Thursday, December 16, 2010

Daddy's Hands

I've been thinking about my dad a lot these last few weeks.  He died two years ago, on November fourth.  I thought sitting at the cemetery would help, but it didn't.  This morning I realized that I needed to write about him.  I apologize for the self-indulgence, but of course, if you'd rather not, you don't have to read these particular blogs. 

I liked the Judds, the mother-daughter duo, I still love to sing along with their CD.  But, there was one song I usually skipped past - "Daddy's Hands."  I loved the lyrics, but they didn't fit my situation.  I had never seen "father's hands folded silently in prayer."  Yes, his hands were gentle and yes, he could discipline with those hands!  Yes, his hands were calloused, but I never saw them folded in an attitude of prayer.  The song just made me too sad.

This morning, as I was walking on the treadmill, the lyrics to that song forced their way into my thoughts.  As I sang, I could actually feel my dad's hands. 

I was always a Daddy's girl and once when I was driving Dad to a chemo treatment, he asked me to tell him one of my favorite memories.  There would be many to voice later, but at the time, I thought of one: walking in the pasture holding hands with my dad.  I loved that time alone with him.  We shared a love of animals and I always welcomed a chance to check on the few cows we pastured near the house.

Back then, his hands were always dark, the dirt and grime from Rockwell Industries, followed each and every line, it circled every callous.  Later, when he retired his hands began to soften and he would often fuss about them.  He'd call himself a "sissy." 

I loved holding his hands while I drove him to chemo treatments and I always reached for his hand when he was in the hospital.  His grip was always firm, not as firm as it had been when I was a little girl, but firm just the same.  And that firm grip conveyed one thing - his love for me. 

A few months before he died, my dad did what so many of us had prayed for through the years.  He turned his life over to God.  He recognized Jesus Christ as Lord and Savior.  And he began to fold his hand in prayer.
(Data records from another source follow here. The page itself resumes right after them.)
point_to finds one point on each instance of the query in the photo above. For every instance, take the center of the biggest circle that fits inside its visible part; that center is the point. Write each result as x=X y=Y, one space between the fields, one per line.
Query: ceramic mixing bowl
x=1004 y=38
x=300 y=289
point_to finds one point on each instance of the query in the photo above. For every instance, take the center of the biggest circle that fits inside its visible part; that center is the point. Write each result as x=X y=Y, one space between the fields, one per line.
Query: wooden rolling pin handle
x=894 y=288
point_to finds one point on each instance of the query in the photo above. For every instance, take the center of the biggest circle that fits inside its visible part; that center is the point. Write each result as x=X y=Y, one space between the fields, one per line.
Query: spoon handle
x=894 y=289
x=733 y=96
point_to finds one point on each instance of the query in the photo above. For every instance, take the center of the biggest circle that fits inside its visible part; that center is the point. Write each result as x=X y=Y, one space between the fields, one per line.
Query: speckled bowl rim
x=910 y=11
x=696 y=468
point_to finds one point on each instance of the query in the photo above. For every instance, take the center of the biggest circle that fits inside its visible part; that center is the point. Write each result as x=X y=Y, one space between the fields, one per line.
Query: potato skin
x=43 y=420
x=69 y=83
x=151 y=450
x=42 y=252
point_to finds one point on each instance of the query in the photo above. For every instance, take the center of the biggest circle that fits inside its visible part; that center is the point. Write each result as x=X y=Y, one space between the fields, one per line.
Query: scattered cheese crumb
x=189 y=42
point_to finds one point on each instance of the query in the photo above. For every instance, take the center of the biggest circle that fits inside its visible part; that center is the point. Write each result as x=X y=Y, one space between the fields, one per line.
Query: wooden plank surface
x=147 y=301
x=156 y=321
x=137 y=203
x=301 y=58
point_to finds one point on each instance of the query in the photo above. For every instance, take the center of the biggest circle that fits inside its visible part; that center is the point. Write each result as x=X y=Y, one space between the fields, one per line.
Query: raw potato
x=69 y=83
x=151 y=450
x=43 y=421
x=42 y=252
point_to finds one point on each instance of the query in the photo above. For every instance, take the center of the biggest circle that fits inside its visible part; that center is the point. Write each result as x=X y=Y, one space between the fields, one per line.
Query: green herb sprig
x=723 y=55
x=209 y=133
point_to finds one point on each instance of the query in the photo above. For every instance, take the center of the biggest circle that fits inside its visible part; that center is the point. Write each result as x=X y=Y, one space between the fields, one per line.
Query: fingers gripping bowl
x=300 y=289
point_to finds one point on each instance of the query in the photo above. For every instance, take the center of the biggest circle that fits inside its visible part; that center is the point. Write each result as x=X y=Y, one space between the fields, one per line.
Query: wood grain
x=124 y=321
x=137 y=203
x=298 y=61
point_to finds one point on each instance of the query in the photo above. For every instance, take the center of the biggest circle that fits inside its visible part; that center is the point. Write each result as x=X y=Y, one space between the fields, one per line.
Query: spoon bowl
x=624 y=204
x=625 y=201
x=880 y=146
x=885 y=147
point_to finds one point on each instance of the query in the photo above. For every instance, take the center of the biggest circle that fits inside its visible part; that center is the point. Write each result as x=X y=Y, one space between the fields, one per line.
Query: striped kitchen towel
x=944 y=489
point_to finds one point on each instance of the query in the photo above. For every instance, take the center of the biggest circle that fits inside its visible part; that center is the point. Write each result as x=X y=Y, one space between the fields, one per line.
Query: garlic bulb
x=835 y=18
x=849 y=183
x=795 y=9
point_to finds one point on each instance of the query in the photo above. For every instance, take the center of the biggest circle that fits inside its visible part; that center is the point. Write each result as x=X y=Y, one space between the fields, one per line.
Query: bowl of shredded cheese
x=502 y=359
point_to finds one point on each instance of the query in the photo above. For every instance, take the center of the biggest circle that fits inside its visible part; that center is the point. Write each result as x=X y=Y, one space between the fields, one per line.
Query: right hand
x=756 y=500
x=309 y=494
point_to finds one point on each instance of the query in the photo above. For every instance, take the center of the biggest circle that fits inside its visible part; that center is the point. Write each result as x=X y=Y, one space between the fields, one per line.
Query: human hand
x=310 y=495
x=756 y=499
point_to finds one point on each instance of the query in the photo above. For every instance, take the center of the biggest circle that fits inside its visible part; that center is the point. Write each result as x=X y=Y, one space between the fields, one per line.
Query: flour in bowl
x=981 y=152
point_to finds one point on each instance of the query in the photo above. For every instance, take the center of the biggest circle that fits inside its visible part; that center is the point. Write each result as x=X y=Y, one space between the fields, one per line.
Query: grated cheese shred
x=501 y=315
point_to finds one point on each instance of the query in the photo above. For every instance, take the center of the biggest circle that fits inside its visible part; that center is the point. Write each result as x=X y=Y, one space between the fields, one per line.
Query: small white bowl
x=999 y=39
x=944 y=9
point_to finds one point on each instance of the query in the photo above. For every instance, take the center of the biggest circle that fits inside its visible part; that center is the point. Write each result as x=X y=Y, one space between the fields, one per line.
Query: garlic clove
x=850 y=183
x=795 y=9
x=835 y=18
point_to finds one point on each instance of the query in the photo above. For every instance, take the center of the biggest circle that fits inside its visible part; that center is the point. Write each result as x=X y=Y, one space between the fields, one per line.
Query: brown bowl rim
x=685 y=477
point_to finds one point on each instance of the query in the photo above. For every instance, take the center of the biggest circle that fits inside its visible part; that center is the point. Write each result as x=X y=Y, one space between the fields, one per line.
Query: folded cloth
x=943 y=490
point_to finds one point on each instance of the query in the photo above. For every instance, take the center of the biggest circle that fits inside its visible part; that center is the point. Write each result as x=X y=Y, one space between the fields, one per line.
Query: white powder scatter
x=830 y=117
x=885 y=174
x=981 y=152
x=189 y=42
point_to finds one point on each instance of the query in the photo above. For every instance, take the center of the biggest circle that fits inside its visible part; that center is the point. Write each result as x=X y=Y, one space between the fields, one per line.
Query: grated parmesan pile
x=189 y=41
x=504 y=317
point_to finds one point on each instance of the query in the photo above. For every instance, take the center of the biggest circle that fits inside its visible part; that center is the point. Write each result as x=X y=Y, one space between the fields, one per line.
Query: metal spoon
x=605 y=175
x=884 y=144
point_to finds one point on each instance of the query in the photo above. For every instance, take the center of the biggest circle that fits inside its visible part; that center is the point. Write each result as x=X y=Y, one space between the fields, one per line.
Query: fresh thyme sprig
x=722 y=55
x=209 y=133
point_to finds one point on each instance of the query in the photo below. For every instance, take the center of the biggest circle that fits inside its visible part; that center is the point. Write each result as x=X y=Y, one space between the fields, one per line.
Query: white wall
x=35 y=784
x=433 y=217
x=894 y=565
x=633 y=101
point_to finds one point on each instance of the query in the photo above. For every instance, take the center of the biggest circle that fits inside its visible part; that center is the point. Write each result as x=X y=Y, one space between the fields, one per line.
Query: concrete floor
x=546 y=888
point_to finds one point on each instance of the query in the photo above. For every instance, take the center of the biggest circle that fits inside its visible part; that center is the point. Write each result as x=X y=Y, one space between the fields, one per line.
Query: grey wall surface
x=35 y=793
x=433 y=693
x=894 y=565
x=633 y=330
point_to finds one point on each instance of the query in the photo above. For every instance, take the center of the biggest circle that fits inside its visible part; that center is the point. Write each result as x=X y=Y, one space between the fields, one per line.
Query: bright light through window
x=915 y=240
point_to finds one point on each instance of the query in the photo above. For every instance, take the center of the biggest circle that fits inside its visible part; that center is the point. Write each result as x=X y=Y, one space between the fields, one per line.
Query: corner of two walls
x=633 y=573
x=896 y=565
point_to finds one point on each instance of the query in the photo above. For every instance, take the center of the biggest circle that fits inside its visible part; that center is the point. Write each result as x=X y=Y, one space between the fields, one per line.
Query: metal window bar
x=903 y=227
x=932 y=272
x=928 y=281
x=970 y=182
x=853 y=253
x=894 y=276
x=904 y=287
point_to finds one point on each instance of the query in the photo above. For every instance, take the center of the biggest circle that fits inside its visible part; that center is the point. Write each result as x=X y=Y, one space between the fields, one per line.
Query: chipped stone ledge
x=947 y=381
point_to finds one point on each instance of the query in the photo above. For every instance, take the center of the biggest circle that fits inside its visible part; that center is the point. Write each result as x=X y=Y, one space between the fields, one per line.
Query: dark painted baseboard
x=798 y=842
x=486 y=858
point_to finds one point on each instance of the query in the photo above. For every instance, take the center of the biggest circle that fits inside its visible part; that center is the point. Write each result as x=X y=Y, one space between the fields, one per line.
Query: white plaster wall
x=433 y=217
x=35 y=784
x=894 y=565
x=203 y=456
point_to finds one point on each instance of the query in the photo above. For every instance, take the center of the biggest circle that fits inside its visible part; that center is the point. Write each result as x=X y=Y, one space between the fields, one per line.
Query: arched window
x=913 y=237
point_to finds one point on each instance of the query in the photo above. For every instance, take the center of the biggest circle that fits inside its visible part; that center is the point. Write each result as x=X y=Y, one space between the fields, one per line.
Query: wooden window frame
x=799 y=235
His baptism was one of the most memorable events of my life.

In the end, cancer didn't take his life like we thought it would.  A heart attack, totally unexpected did that.  But before it was over, I was holding my daddy's hand.

1 comment:

  1. What a blessing to know that you will be able to hold your Daddy's hands again...and in the meantime you can hold your heavenly father's hand. ;) Thank you for sharing!